Atomic insights on nanoindentation-induced plastic-deformation behavior of tetrahedral amorphous carbon film

Abstract

The nanoindentation-induced deformation behavior of the Cr-doped diamond-like carbon (DLC) films was clarified with Cr concentration varying from 0 to 16.5 at.% by experiment and molecular dynamics simulation. The Cr-DLC films were fabricated by a direct cathode vacuum arc technique and Cr dopants existed in the form of stripes owing to the deposition features. Results showed the addition of Cr facilitated the transformation of sp3-C bonds to sp2-C bonds, resulting in a decrease of the hardness and elastic modulus. Especially, the sp2 nano-crystallites with the lamellar structure were found in the Cr (16.5 at.%)-DLC film.
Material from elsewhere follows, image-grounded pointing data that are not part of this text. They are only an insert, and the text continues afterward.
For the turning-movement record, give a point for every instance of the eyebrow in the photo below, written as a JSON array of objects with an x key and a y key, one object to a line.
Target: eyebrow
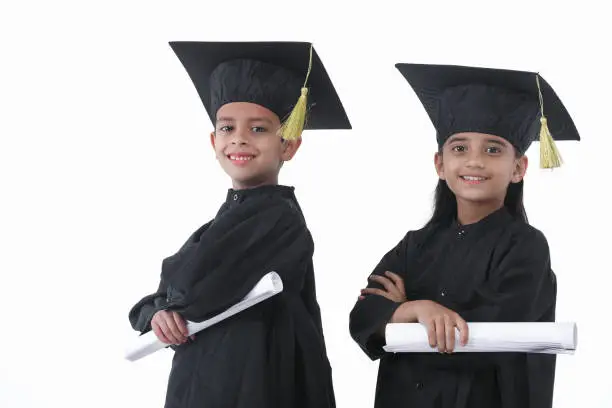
[
  {"x": 465, "y": 139},
  {"x": 253, "y": 119}
]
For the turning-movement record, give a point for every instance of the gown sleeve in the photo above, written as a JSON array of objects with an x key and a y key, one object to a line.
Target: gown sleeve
[
  {"x": 142, "y": 312},
  {"x": 522, "y": 288},
  {"x": 370, "y": 315},
  {"x": 259, "y": 236}
]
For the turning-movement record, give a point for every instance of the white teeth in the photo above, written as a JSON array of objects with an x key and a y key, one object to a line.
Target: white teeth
[{"x": 240, "y": 158}]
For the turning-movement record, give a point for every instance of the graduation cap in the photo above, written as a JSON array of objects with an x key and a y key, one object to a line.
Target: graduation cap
[
  {"x": 288, "y": 78},
  {"x": 518, "y": 106}
]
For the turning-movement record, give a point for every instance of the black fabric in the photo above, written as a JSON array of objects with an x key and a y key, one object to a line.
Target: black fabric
[
  {"x": 267, "y": 85},
  {"x": 270, "y": 74},
  {"x": 500, "y": 102},
  {"x": 495, "y": 270},
  {"x": 271, "y": 355}
]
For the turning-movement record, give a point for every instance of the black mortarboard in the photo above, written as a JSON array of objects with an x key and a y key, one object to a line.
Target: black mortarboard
[
  {"x": 286, "y": 77},
  {"x": 519, "y": 106}
]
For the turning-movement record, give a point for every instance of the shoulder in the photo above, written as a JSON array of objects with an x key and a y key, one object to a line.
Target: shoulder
[{"x": 527, "y": 236}]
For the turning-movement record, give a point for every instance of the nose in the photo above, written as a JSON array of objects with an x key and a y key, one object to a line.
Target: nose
[
  {"x": 475, "y": 159},
  {"x": 239, "y": 136}
]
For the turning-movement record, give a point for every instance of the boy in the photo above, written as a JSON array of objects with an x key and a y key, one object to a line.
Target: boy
[{"x": 273, "y": 354}]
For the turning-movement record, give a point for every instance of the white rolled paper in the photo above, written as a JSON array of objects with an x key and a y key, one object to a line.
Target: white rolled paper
[
  {"x": 268, "y": 286},
  {"x": 525, "y": 337}
]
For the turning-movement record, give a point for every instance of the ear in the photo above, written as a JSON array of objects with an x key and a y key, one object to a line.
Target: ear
[
  {"x": 290, "y": 147},
  {"x": 439, "y": 165},
  {"x": 520, "y": 168}
]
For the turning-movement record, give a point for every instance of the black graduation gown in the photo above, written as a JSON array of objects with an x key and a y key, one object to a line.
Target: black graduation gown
[
  {"x": 496, "y": 270},
  {"x": 271, "y": 355}
]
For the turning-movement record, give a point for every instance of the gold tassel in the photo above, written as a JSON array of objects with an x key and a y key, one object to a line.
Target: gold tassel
[
  {"x": 293, "y": 126},
  {"x": 549, "y": 154}
]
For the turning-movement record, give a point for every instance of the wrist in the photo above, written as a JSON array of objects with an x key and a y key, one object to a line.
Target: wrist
[{"x": 405, "y": 313}]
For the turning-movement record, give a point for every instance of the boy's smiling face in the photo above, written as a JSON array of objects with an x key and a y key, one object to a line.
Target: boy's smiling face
[{"x": 248, "y": 146}]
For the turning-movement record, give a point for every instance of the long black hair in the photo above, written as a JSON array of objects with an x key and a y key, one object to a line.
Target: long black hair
[{"x": 445, "y": 203}]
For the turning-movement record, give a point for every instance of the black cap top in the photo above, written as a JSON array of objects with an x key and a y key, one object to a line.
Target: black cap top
[
  {"x": 270, "y": 74},
  {"x": 500, "y": 102}
]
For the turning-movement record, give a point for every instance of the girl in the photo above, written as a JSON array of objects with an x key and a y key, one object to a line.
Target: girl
[
  {"x": 477, "y": 259},
  {"x": 273, "y": 354}
]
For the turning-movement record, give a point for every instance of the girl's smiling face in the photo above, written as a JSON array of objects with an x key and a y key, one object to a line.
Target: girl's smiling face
[{"x": 478, "y": 167}]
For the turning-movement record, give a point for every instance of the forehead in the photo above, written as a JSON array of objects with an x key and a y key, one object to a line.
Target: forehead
[
  {"x": 475, "y": 137},
  {"x": 245, "y": 110}
]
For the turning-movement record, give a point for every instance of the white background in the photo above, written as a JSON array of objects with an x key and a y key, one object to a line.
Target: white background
[{"x": 106, "y": 168}]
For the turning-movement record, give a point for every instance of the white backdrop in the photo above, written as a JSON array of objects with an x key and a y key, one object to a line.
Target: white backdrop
[{"x": 106, "y": 168}]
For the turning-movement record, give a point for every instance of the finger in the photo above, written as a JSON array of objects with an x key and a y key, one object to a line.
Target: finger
[
  {"x": 180, "y": 323},
  {"x": 375, "y": 291},
  {"x": 163, "y": 327},
  {"x": 463, "y": 330},
  {"x": 449, "y": 326},
  {"x": 387, "y": 283},
  {"x": 440, "y": 337},
  {"x": 159, "y": 333},
  {"x": 398, "y": 281},
  {"x": 431, "y": 333},
  {"x": 174, "y": 329}
]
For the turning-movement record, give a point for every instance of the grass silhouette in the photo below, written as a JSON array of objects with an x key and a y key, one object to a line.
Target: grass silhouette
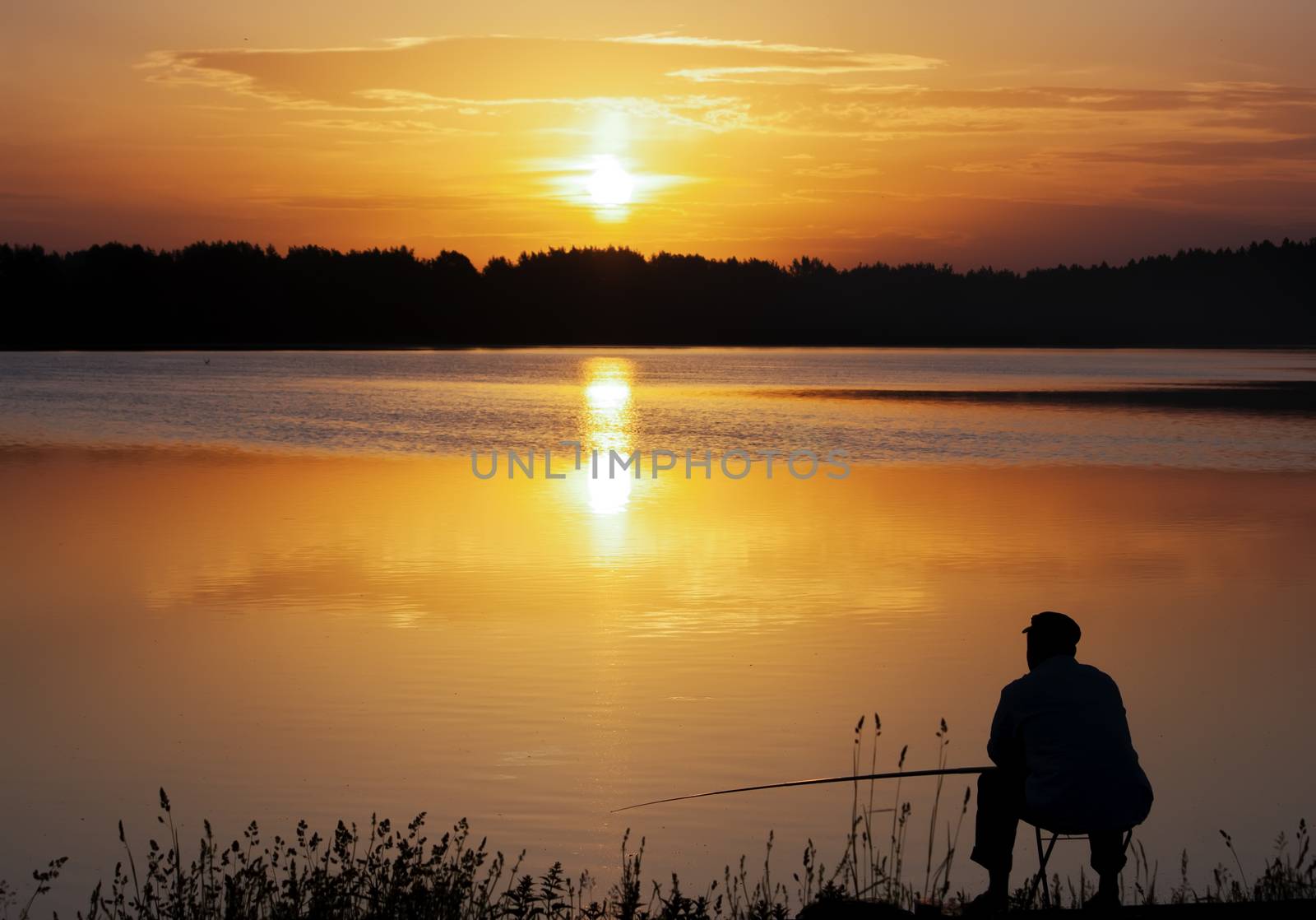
[{"x": 394, "y": 873}]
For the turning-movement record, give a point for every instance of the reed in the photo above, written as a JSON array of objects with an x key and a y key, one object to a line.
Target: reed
[{"x": 390, "y": 873}]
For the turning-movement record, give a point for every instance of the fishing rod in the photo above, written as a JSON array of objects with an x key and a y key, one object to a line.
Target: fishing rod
[{"x": 901, "y": 774}]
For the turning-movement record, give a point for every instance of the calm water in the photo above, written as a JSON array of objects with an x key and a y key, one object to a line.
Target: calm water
[{"x": 273, "y": 586}]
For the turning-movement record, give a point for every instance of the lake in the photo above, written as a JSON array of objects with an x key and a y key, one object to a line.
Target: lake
[{"x": 273, "y": 584}]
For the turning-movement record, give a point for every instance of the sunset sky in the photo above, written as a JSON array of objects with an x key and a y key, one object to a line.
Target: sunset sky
[{"x": 1012, "y": 133}]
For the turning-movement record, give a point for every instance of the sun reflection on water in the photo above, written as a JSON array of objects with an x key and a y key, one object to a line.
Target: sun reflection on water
[{"x": 609, "y": 425}]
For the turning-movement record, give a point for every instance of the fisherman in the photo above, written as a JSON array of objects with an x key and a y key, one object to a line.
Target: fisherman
[{"x": 1065, "y": 762}]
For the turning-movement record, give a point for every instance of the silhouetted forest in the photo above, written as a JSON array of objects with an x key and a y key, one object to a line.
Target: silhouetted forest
[{"x": 237, "y": 294}]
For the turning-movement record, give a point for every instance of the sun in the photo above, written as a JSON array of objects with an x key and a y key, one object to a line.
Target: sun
[{"x": 609, "y": 184}]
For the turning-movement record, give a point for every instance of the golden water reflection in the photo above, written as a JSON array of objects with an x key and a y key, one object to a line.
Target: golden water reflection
[
  {"x": 609, "y": 421},
  {"x": 559, "y": 662}
]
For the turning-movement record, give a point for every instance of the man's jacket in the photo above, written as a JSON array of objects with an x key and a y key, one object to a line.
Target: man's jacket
[{"x": 1063, "y": 726}]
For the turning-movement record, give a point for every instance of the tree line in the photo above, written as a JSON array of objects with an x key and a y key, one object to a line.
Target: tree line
[{"x": 239, "y": 294}]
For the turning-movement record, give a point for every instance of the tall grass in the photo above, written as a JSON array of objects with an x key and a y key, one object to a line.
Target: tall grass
[{"x": 401, "y": 874}]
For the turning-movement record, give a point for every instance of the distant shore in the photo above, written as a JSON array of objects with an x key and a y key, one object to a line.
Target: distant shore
[{"x": 240, "y": 295}]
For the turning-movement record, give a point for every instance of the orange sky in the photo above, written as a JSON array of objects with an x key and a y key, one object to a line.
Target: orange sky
[{"x": 1006, "y": 133}]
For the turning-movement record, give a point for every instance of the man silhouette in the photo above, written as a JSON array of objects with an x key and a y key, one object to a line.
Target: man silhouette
[{"x": 1065, "y": 762}]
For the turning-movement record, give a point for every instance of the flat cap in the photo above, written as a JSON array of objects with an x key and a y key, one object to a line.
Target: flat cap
[{"x": 1054, "y": 627}]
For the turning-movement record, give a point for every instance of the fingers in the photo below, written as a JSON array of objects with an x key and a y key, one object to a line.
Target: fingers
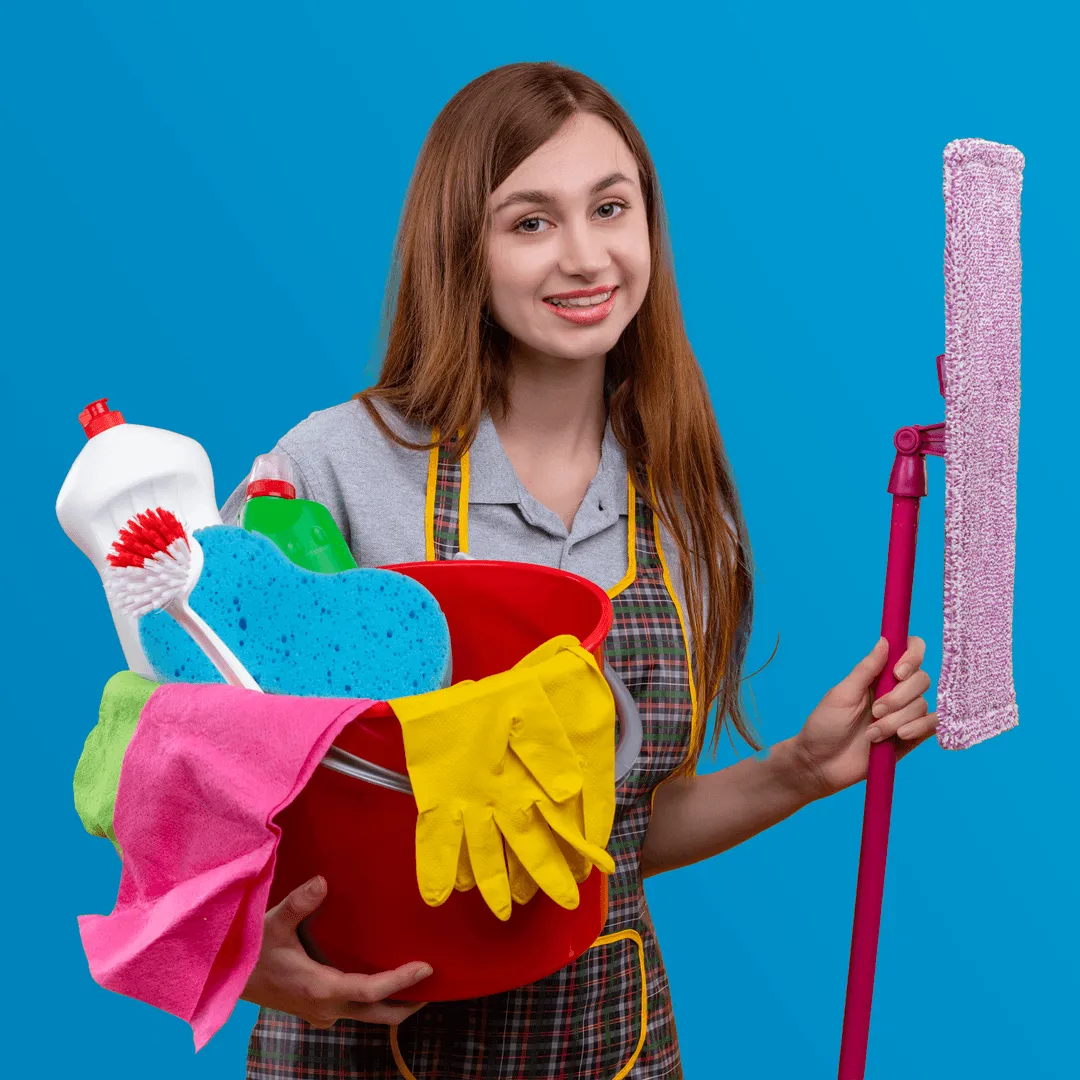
[
  {"x": 488, "y": 860},
  {"x": 297, "y": 906},
  {"x": 902, "y": 694},
  {"x": 439, "y": 839},
  {"x": 891, "y": 725},
  {"x": 539, "y": 856},
  {"x": 381, "y": 1013},
  {"x": 912, "y": 659},
  {"x": 335, "y": 996},
  {"x": 366, "y": 990}
]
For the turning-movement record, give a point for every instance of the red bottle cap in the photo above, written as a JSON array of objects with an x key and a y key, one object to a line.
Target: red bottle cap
[
  {"x": 97, "y": 417},
  {"x": 281, "y": 488}
]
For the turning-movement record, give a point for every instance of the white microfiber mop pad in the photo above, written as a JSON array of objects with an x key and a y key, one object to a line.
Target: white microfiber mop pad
[{"x": 981, "y": 381}]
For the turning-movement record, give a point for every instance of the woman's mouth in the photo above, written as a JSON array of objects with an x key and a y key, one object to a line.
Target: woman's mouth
[{"x": 583, "y": 310}]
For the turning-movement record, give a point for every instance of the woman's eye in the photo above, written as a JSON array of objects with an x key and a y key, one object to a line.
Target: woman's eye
[{"x": 530, "y": 225}]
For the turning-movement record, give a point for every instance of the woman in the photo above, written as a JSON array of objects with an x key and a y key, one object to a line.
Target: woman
[{"x": 535, "y": 315}]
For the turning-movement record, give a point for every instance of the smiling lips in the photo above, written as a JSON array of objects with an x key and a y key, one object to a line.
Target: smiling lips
[{"x": 584, "y": 306}]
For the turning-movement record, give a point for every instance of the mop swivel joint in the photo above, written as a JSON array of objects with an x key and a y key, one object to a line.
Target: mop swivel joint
[{"x": 913, "y": 444}]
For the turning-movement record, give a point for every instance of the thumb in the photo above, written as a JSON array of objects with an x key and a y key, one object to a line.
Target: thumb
[
  {"x": 298, "y": 904},
  {"x": 866, "y": 671}
]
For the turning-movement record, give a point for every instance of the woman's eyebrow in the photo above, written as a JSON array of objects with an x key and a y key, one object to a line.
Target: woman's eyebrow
[{"x": 535, "y": 196}]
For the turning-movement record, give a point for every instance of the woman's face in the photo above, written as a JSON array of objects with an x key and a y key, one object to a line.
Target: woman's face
[{"x": 569, "y": 244}]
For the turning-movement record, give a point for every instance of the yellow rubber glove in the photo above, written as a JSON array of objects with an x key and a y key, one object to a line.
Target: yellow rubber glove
[
  {"x": 480, "y": 754},
  {"x": 581, "y": 698}
]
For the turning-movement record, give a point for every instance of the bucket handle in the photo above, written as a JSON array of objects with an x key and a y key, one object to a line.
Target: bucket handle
[{"x": 625, "y": 756}]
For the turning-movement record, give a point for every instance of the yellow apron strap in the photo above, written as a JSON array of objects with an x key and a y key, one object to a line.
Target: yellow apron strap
[{"x": 432, "y": 491}]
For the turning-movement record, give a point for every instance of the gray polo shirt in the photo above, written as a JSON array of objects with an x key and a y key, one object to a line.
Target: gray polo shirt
[{"x": 376, "y": 490}]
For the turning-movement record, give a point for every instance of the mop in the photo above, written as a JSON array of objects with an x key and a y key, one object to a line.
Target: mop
[{"x": 979, "y": 376}]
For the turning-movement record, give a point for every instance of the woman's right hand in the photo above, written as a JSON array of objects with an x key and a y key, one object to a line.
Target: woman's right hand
[{"x": 286, "y": 979}]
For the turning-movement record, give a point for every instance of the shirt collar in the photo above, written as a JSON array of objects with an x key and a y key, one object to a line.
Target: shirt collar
[{"x": 493, "y": 480}]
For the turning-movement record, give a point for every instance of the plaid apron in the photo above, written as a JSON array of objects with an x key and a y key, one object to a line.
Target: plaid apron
[{"x": 608, "y": 1014}]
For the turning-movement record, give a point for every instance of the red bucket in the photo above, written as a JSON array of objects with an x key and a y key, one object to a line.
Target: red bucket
[{"x": 362, "y": 837}]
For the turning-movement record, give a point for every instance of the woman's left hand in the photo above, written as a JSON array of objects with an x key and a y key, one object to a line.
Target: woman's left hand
[{"x": 834, "y": 746}]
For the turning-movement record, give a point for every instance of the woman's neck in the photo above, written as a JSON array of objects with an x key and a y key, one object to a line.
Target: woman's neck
[
  {"x": 556, "y": 407},
  {"x": 554, "y": 428}
]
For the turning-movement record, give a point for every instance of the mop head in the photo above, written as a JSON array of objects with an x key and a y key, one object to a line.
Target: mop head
[{"x": 981, "y": 382}]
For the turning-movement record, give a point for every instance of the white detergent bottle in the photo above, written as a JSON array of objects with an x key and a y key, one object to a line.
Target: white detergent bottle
[{"x": 124, "y": 470}]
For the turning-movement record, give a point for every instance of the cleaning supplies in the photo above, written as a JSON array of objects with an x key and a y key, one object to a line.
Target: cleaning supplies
[
  {"x": 979, "y": 377},
  {"x": 981, "y": 382},
  {"x": 363, "y": 633},
  {"x": 97, "y": 773},
  {"x": 123, "y": 470},
  {"x": 153, "y": 566},
  {"x": 505, "y": 759},
  {"x": 206, "y": 772},
  {"x": 301, "y": 528}
]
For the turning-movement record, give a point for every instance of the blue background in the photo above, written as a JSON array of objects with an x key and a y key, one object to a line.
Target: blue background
[{"x": 199, "y": 202}]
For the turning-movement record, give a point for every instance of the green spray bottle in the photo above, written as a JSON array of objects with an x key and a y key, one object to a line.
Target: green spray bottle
[{"x": 304, "y": 530}]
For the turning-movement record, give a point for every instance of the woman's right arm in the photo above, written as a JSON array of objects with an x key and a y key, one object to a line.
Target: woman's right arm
[{"x": 286, "y": 979}]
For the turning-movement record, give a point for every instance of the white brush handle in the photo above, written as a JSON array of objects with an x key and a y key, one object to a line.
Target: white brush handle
[{"x": 218, "y": 653}]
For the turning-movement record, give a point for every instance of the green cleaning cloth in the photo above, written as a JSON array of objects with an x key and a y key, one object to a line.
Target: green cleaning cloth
[{"x": 97, "y": 773}]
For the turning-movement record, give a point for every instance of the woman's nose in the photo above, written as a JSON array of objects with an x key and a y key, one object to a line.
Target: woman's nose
[{"x": 584, "y": 251}]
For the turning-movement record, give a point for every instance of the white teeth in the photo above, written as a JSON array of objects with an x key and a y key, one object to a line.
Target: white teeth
[{"x": 583, "y": 301}]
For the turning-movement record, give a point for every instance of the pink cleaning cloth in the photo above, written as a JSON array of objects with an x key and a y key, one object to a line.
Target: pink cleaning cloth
[
  {"x": 206, "y": 771},
  {"x": 981, "y": 382}
]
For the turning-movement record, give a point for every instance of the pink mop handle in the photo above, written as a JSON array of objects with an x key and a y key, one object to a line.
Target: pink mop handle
[{"x": 899, "y": 579}]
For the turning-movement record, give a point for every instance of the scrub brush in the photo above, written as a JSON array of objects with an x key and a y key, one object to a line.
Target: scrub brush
[{"x": 156, "y": 565}]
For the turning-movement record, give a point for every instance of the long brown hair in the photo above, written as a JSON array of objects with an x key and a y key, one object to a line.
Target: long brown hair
[{"x": 445, "y": 360}]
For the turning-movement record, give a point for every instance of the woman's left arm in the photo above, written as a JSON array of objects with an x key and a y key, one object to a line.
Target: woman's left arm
[{"x": 694, "y": 818}]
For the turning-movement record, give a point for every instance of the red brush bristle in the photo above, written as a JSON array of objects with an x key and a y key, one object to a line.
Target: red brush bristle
[{"x": 147, "y": 534}]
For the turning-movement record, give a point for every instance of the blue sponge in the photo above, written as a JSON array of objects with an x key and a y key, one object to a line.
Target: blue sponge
[{"x": 355, "y": 634}]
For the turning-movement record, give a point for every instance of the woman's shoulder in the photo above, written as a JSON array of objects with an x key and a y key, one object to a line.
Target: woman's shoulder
[
  {"x": 346, "y": 429},
  {"x": 342, "y": 458}
]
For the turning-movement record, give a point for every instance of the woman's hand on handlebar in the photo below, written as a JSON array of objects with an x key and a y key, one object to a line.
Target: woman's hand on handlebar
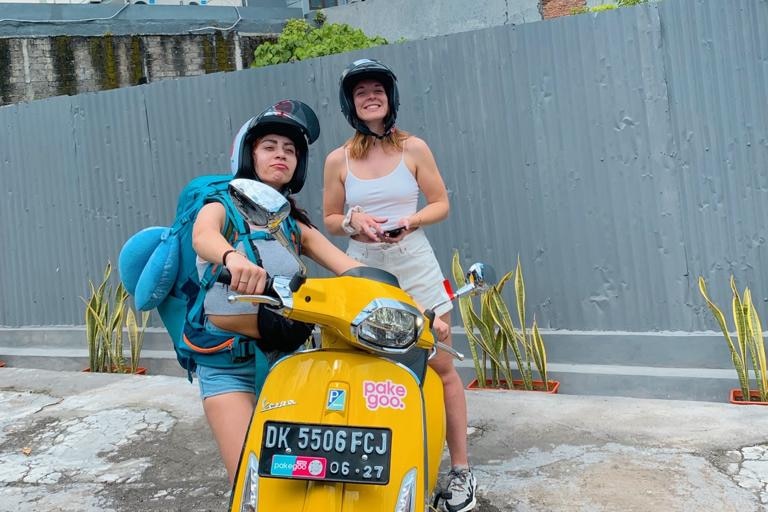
[{"x": 247, "y": 277}]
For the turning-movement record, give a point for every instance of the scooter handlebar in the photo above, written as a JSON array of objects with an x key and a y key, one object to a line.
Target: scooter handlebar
[{"x": 225, "y": 277}]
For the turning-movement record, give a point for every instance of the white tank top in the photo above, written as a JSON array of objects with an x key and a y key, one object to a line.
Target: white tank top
[{"x": 393, "y": 196}]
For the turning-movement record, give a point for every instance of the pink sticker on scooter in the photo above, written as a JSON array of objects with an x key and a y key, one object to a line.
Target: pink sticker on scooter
[
  {"x": 309, "y": 467},
  {"x": 386, "y": 394}
]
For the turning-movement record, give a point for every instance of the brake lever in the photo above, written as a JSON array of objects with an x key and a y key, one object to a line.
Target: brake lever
[{"x": 269, "y": 298}]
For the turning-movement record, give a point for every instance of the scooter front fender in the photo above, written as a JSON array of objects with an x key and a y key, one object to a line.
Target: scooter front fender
[{"x": 349, "y": 389}]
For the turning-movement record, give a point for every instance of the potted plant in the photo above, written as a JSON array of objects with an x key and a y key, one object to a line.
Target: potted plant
[
  {"x": 108, "y": 316},
  {"x": 749, "y": 348},
  {"x": 492, "y": 336}
]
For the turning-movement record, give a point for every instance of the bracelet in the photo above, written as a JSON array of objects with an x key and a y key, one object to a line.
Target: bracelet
[
  {"x": 346, "y": 224},
  {"x": 224, "y": 256}
]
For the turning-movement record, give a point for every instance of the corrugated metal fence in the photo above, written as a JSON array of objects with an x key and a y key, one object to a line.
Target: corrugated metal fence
[{"x": 620, "y": 155}]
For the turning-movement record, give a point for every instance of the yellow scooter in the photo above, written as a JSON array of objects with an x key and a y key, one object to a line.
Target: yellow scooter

During nanoindentation, the ring-like cracking on the surface and lateral crack at the interface are exhibited in the Cr-free DLC film, while the introduction of Cr makes the DLC film alleviate the cracking trend. According to the atomic-scale analysis, Cr can significantly improve the plasticity of the DLC film because the Cr-rich cluster with a high free volume can facilitate the shear transformation zones percolation and the shear bands (SBs) nucleation by collective coordinated vortex-like movements of atoms. The Cr-free DLC film can hardly accommodate high plastic strain with very few fine SBs and blockage of the SBs.